Senin 01 Aug 2016 21:04 WIB

'Kerusuhan Tanjung Balai karena Rendahnya Pemahaman Atas Perbedaan'

Rep: Lintar Satria/ Red: Bayu Hermawan
Kondisi Vihara Tri Ratna yang rusak pascakerusuhan yang terjadi, di Tanjung Balai, Sumatra Utara, Sabtu (30/7). Kerusuhan yang terjadi di Tanjung Balai pada Jumat (29/7) menyebabkan sejumlah vihara dan kelenteng rusak.
Foto: Antara
Kondisi Vihara Tri Ratna yang rusak pascakerusuhan yang terjadi, di Tanjung Balai, Sumatra Utara, Sabtu (30/7). Kerusuhan yang terjadi di Tanjung Balai pada Jumat (29/7) menyebabkan sejumlah vihara dan kelenteng rusak.

REPUBLIKA.CO.ID, DEPOK -- Antropolog Universitas Indonesia, Sofyan Ansoro menilai kerusuhan massa terjadi di Tanjung Balai, Sumatra Utara, disebabkan tidak ada pemahaman dari masyarakat akan perbedaan. Menurutnya nilai toleransi di Indonesia hanya ada ditataran elit dan belum menyentuh akar rumput.

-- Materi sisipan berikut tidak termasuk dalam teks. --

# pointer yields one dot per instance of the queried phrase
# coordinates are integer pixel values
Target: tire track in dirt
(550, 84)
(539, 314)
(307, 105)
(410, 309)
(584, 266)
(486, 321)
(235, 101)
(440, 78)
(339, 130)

"Spontanitas itu kan sebenarnya sudah ada yang dalam diri kita kan. Hanya saja tertahan oleh norma-norma toleransi 'kita harus toleran sebagai bangsa Indonesia' menurut saya kita terlalu lama berkutat pada imajinasi toleran. Akarnya enggak pernah disentuh bahwa berbeda itu gak apa apa," katanya kepada Republika.co.id, Senin (1/8).

Sofyan menambahkan sejak awal Indonesia tidak pernah terbentuk dengan pemahaman yang sama. Nilai-nilai toleransi hanya ada ditataran elit. Tidak pernah menyentuh akar rumput. Sofyan menambahkan nilai persatuan dan toleransi diakomodir oleh Bapak Bangsa untuk mencapai cita-cita kemerdekaan.

Kekerasan yang terjadi karena etnisitas dan agama seperti yang terjadi di Tanjung Balai, menurutnya  dapat terjadi lagi dikemudian hari. Karena, lanjutnya, permasalahan kekerasan atas nama etnis dan agama menjadi implikasi dari demokrasi.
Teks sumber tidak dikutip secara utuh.